Mit Ultra Fast Fashion zum Weltkonzern
Gleiches gilt für Shein. Man reibt sich die Augen angesichts des enormen Erfolgs des chinesischen Konzerns. Sie kennen Shein nicht? Da sind sie nicht allein! „Der Spiegel“ übertitelte seine lesenswerten Recherche über den Ultra Fast Fashion-Konzern aus China: „Der erfolgreichste Modekonzern der Welt und kein Erwachsener kennt ihn“. Shein ist hochgradig datengetrieben, setzt massiv auf Influencer Marketing und Social Media-Werbung und verdient sein Geld vor allem mit Teenies. Laut „Spiegel“ war Shein im Jahr 2020 die am häufigsten erwähnte Marke auf TikTok. Die Firma, die kaum jemand kennt, ist mittlerweile mehr wert als Zara und H&M zusammen, heißt es. Genaues weiß man nicht, denn das Unternehmen hält sich mit Informationen bedeckt.
Auch bei diesem Geschäftsmodell schlägt bei der Kundschaft ganz offensichtlich Gier Hirn. Das Unternehmen produziert extrem billig in China und vertreibt seine Produkte in über 200 Länder. Die Website bietet bis zu 1.000 neue Produkte täglich. Die Nachhaltigkeitsplattform utopia.de bezeichnet Ultra Fast Fashion in einem – vernichtenden – Artikel über Shein als „dunkelste Seite der Modewelt“.

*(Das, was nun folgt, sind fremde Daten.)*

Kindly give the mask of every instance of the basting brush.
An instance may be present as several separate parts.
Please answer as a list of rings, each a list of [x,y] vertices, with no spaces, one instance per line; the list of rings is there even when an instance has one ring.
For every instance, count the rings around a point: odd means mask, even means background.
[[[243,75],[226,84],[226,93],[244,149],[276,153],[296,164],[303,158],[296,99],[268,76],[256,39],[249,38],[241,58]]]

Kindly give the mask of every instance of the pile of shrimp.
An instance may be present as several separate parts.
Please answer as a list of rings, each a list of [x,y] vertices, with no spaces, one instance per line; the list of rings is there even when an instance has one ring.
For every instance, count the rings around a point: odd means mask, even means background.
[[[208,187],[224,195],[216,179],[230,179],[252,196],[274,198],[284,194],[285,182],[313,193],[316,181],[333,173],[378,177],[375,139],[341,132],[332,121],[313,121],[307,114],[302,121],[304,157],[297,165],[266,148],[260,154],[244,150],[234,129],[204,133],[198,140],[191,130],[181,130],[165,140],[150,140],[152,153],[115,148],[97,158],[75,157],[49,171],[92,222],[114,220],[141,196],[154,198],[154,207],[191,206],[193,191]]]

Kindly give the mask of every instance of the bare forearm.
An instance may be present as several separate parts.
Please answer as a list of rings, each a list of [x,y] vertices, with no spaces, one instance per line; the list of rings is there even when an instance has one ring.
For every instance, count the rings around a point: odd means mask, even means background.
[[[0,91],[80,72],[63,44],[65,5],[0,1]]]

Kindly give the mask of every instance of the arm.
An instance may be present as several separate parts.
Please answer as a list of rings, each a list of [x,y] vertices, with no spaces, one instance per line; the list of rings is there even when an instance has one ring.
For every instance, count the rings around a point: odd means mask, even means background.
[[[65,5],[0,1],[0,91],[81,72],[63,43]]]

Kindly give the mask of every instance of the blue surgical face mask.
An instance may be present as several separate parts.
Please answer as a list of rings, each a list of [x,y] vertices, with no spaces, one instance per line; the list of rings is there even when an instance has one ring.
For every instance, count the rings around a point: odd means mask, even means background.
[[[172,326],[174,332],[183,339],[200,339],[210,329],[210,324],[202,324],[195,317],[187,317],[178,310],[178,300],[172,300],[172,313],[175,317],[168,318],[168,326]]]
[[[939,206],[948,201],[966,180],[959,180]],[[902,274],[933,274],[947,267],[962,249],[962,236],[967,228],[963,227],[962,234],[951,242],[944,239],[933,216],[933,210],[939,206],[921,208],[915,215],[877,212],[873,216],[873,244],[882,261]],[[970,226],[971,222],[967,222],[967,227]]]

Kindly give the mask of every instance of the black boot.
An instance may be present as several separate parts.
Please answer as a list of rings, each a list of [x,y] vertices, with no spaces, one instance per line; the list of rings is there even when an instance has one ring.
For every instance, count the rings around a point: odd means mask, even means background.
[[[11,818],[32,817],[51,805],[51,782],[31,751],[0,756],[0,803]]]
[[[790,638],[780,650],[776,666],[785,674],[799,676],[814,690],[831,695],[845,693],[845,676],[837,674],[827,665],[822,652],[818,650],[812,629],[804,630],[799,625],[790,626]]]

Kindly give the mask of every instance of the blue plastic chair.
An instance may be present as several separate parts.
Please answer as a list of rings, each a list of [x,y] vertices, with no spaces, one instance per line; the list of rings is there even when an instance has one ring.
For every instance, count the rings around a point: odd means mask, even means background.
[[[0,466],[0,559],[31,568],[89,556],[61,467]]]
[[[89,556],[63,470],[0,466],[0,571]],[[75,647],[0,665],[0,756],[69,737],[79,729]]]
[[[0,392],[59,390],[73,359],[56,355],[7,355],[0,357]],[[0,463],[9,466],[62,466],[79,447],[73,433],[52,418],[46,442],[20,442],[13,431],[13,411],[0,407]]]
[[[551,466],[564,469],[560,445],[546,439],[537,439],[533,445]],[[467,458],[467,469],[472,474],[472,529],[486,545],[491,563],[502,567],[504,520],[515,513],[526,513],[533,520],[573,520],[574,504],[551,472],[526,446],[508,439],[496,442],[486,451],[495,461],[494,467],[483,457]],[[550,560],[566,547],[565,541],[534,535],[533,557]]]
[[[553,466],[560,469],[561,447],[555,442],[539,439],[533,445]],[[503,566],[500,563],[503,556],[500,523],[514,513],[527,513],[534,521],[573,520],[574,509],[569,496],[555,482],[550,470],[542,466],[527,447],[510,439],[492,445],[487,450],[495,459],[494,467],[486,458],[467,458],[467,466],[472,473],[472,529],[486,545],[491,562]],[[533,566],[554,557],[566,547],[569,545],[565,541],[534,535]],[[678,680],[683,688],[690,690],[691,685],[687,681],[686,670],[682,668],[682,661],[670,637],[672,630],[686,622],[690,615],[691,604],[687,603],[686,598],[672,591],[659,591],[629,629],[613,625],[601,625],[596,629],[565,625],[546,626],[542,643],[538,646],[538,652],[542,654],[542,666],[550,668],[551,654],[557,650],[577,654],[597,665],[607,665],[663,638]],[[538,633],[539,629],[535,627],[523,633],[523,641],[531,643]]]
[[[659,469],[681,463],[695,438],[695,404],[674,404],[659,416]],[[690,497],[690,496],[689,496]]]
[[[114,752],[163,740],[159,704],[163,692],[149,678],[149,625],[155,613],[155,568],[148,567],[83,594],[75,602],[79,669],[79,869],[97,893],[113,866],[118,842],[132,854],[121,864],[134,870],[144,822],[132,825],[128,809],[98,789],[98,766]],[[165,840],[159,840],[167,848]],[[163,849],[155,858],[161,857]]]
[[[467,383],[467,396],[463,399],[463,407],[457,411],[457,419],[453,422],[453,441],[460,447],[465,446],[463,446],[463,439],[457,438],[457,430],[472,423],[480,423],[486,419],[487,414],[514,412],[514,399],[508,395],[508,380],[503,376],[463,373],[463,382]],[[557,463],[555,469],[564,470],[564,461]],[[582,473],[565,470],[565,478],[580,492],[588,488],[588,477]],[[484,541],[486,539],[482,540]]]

Erstaunliche Geisteshaltung, fataler Vertrauensverlust
Shein fällt wegen maximal dreister Produktpiraterie und miserabler Qualität auf. Weil dem Unternehmen zunehmend seine mangelnde Nachhaltigkeit auf die Füße fällt, betreibt es Greenwashing, dass sich die Balken biegen. Und die Zielgruppe? Die hat laut „Spiegel“ „keine Lust auf Shaming“. Das Magazin zitiert eine Influencerin mit der Bemerkung, dass der individuelle Konsum nichts daran ändere, dass in der Modeindustrie so viel schiefläuft. „Statt Käuferinnen und Käufer müsse man die Konzerne zur Rechenschaft ziehen, müsse politisch gesteuert werden.“ Das ist eine erstaunliche Geisteshaltung für eine Generation, die individualistischer ist als jede vor ihr. Sie zeugt aber auch von einem fatalen Vertrauensverlust in Marken.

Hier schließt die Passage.